İnsanın var olabilmesi, gereksinimlerini gidermesi ve insan olma özelliğini kazanması; yine kendisi gibi birer canlı varlık (organizma) olan diğer insanlarla biraraya gelmesini, toplum oluşturmasını ve toplumsal yaşamın sürekliliğini zorunlu kılmıştır. Bu zorunluluk, insanlar arasında sürekli yinelenen belirli davranışları ve alışkanlıkları ortaya çıkarmıştır. Bu davranış ve alışkanlıklar; İnsanların yaşamlarını sürdürülebilmesi için en temel etkinlik olan üretimin gerçekleşmesi, toplumsal yaşamın düzenliliği ve sürekliliği için herkesin uyması gereken kurallar haline getirilmiştir. Zamanla “hukuk kuralları” olarak adlandırılan bu kuralların uygulanması sürecinde oluşan ilkeler, denetleme ve işleyiş mekanizmaları ise bir bütün olarak “hukuk düzeni”ni ortaya çıkarmıştır.
Hukukun, insanların toplu halde yaşamasının sonucu olduğu tartışılmaz bir gerçekliktir. Ama “Hukukun temelinde yer alan anlayış ne olmalıdır?” Bir başka ifade ile “Hukuk hangi felsefi temele dayanmalıdır?” Rönesans’tan itibaren bu soruya iki farklı yanıt verildiği söylenebilir: 1) Hukuk, “doğal haklar” anlayışına dayanmalıdır. Bu dönemdeki başlıca temsilcileri John LOCKE (1632-1704) ve David HUME (1711-1776)’dur. 2) Hukuk, “ödev” anlayışına dayanmalıdır. Başlıca temsilcisi Immanuel KANT (1724-1804)‘tır.

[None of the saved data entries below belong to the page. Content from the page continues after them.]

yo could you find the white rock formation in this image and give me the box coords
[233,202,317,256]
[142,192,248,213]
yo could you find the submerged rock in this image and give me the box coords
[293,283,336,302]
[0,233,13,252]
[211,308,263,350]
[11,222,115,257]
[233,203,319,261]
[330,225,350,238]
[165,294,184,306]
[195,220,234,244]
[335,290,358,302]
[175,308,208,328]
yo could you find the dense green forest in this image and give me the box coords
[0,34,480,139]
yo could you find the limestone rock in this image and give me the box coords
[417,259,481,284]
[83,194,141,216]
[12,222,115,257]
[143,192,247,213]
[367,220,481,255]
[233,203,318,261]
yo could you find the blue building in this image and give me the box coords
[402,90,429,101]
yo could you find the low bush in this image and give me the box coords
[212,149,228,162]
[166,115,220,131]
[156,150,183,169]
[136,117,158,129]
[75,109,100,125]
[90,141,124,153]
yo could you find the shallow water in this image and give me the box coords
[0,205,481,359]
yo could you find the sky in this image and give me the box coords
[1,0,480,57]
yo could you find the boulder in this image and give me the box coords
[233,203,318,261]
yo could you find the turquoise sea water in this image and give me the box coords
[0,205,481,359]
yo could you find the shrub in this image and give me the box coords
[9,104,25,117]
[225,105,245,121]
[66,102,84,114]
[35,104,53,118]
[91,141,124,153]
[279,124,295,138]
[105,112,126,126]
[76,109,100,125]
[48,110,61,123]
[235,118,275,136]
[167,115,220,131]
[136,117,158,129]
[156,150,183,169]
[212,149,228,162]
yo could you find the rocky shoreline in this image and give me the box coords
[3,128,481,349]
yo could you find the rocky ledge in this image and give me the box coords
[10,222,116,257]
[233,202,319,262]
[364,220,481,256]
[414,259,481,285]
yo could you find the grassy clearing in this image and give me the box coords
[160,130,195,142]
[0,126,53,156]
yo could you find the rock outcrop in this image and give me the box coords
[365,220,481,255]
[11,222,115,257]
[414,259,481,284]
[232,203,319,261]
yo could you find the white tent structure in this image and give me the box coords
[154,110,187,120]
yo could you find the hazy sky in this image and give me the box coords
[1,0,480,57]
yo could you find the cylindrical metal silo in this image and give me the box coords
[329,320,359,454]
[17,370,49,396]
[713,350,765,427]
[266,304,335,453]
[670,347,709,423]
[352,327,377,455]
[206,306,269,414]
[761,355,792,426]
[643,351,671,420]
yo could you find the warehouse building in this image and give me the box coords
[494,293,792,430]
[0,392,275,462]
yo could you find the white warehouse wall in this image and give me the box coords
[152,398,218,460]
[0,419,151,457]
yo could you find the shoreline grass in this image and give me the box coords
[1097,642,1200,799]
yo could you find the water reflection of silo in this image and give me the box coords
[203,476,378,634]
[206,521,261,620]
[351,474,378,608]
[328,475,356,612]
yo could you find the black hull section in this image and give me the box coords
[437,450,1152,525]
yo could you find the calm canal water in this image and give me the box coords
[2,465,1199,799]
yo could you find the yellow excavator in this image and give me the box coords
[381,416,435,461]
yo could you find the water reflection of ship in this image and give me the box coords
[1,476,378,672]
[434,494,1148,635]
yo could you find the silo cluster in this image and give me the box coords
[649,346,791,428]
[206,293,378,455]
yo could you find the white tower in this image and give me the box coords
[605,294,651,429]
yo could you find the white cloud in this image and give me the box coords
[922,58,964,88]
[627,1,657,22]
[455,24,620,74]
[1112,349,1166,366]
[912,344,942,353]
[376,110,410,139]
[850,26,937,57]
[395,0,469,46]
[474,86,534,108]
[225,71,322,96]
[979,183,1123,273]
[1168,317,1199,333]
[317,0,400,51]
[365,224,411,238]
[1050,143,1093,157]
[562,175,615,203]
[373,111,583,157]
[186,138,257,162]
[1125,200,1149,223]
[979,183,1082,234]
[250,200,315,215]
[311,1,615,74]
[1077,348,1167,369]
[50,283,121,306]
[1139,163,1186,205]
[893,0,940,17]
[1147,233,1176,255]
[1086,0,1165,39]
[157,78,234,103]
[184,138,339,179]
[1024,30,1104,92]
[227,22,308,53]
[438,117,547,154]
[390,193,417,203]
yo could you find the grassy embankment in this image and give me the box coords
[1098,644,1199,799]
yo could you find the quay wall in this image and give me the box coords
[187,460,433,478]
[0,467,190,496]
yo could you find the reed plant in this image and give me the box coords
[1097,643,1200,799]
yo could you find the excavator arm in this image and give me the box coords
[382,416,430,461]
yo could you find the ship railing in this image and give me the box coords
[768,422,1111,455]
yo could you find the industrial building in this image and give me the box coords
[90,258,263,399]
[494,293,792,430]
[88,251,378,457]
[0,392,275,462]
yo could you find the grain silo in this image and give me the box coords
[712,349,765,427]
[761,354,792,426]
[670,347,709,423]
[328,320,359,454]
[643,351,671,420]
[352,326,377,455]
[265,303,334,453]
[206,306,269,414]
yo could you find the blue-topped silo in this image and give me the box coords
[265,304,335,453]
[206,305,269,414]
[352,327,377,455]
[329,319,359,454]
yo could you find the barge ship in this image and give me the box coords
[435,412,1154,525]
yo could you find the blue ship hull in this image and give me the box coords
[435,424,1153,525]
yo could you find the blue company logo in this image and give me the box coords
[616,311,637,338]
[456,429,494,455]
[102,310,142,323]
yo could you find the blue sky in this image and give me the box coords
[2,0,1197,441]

Neyin hukuk ya da hukuksal olduğu felsefe yoluyla belirlenebilir. Çünkü hukuk alanındaki pek çok ilke, kural, yasa ya da karar felsefi tercihlere göre değerlendirilmekte, yorumlanmaktadır. Tüm hukuk kurallarının ve hukuk sistemlerinin içeriği eninde sonunda bu kuralları ve sistemleri ortaya koyanların siyasal ve ahlaki tercihleriyle belirlenmektedir. Örneğin avcılığı, kürtajı, intiharı yasaklayan veya bunlara izin veren bir yasa; hayvanlar, yaşam ya da kişinin kendi üzerindeki özgürlüğüne ilişkin inançları yansıtır. Burada hayvanlar, yaşam ya da intihar kavramları hukuk tarafından kurala bağlanabilir ama hukuksal değildir, hukuktan bağımsız olarak vardır.
Özetle hukuk felsefesi; hukukun tanımı, adaletle ilişkisi, hukuk bilimi, hukuk sisteminin yapısı ya da hukuksal akıl yürütme üzerine sistematik düşünmeyi ve genel bir bakış açısı kazandırmayı amaçlayan felsefe alanıdır.